The federal government should deliver a budget that doesn’t rattle already shaky consumer confidence, West Australian Premier Colin Barnett says.

Mr Barnett said he’d be looking for policies and taxation that encouraged and supported consumers and small businesses in the budget to be handed down on May 8.

“The biggest part of our economy is consumer spending, and what we’re suffering from at the moment across the country is a lack of consumer confidence, so I hope there is no additional tax impost for households,” he told AAP on Friday.

The Liberal leader was bracing for a confirmation of the federal government’s carbon tax, which he estimated would push up electricity prices in WA by between eight and nine per cent.

That increase would come on top of a five per cent rise in electricity prices recently flagged by the state government as a result of the higher cost of wholesale gas and access to the pipeline network.

Higher power costs were weighing on consumer confidence, Mr Barnett said.

Both sides of WA politics said they were strongly in favour of the long-awaited National Disability Insurance Scheme (NDIS), with both Mr Barnett and Opposition Leader Mark McGowan welcoming the plan.

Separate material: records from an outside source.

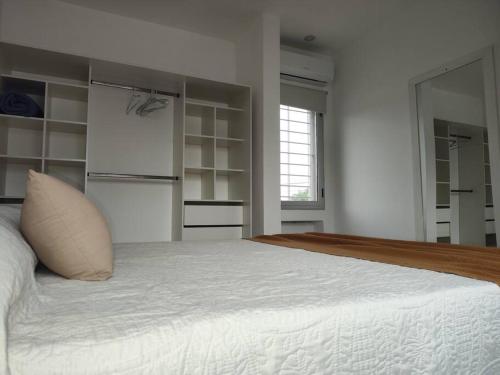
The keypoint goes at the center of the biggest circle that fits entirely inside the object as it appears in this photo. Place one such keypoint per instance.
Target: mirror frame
(486, 57)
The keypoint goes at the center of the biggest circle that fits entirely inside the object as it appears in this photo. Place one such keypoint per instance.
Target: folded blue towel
(19, 104)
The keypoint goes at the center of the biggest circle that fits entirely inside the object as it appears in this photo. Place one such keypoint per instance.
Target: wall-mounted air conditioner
(311, 69)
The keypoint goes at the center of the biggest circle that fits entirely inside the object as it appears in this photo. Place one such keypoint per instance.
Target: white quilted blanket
(239, 307)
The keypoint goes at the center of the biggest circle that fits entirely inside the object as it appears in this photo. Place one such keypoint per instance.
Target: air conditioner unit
(314, 70)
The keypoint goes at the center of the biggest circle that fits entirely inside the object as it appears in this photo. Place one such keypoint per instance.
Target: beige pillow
(67, 232)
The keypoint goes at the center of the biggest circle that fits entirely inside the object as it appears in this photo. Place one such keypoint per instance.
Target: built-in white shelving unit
(192, 160)
(54, 142)
(217, 160)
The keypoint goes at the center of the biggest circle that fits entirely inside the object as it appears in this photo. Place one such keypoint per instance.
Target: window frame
(319, 203)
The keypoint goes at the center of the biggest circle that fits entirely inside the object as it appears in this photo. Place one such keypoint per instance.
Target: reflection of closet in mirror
(463, 184)
(457, 175)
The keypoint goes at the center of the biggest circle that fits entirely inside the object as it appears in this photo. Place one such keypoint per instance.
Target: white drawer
(443, 230)
(489, 213)
(213, 215)
(490, 227)
(442, 214)
(207, 233)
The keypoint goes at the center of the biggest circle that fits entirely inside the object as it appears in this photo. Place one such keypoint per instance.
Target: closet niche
(457, 181)
(179, 172)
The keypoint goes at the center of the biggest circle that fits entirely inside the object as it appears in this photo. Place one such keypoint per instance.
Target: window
(301, 158)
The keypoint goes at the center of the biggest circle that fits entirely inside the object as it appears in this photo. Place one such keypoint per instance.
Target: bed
(242, 307)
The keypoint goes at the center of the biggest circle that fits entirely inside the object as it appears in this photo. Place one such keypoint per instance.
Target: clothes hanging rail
(126, 176)
(134, 88)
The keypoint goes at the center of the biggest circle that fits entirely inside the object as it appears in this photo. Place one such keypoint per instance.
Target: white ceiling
(334, 22)
(467, 80)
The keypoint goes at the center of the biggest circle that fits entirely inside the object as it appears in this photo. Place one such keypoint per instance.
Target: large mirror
(456, 152)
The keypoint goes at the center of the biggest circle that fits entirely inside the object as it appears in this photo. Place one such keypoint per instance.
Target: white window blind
(297, 154)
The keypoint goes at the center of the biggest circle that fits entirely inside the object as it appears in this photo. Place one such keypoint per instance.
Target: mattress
(241, 307)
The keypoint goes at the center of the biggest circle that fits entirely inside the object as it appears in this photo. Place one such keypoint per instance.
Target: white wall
(62, 27)
(373, 165)
(258, 64)
(455, 107)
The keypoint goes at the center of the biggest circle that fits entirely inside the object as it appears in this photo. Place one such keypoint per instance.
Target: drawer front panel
(220, 233)
(213, 215)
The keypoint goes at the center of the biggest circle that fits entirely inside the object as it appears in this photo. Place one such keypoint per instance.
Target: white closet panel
(121, 143)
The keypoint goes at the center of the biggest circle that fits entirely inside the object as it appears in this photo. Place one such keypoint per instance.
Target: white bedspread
(239, 307)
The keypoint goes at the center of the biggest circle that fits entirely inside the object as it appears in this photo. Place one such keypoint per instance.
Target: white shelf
(197, 169)
(68, 122)
(14, 117)
(228, 171)
(48, 81)
(215, 200)
(212, 105)
(67, 160)
(20, 157)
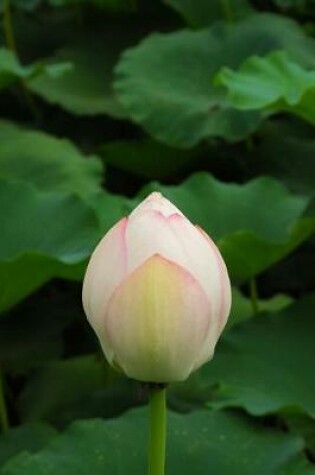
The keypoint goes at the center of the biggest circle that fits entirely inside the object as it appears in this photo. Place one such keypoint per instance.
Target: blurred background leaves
(212, 103)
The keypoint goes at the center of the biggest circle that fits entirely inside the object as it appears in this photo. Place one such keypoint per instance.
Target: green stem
(157, 436)
(254, 295)
(227, 10)
(4, 421)
(10, 42)
(8, 26)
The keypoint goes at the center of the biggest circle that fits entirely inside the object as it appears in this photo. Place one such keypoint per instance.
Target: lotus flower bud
(157, 293)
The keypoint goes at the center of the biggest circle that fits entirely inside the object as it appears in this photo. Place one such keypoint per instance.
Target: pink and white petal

Prime Minister Julia Gillard on Monday said funding would be set aside in the budget to launch the NDIS but wouldn’t say how much.

The scheme, effective from mid-2013, will cover many of the costs of people born with disabilities or who become incapacitated later in life.

Mr McGowan said the launch of the NDIS would be an historic achievement.

He also said he hoped the federal government would allocate infrastructure funding, drawn from the Minerals Resource Rent Tax, according to the state’s level of contribution to the tax.

Mr McGowan said he had urged Ms Gillard and Treasurer Wayne Swan to do so.

“We’d therefore get 50 or 60 per cent of it,” Mr McGowan told AAP. “That would be a massive win for WA.”

The commonwealth had spent more on infrastructure in the state than any other government but had not “sold it” well, he said.

“It (the funding) needs to continue,” Mr McGowan said.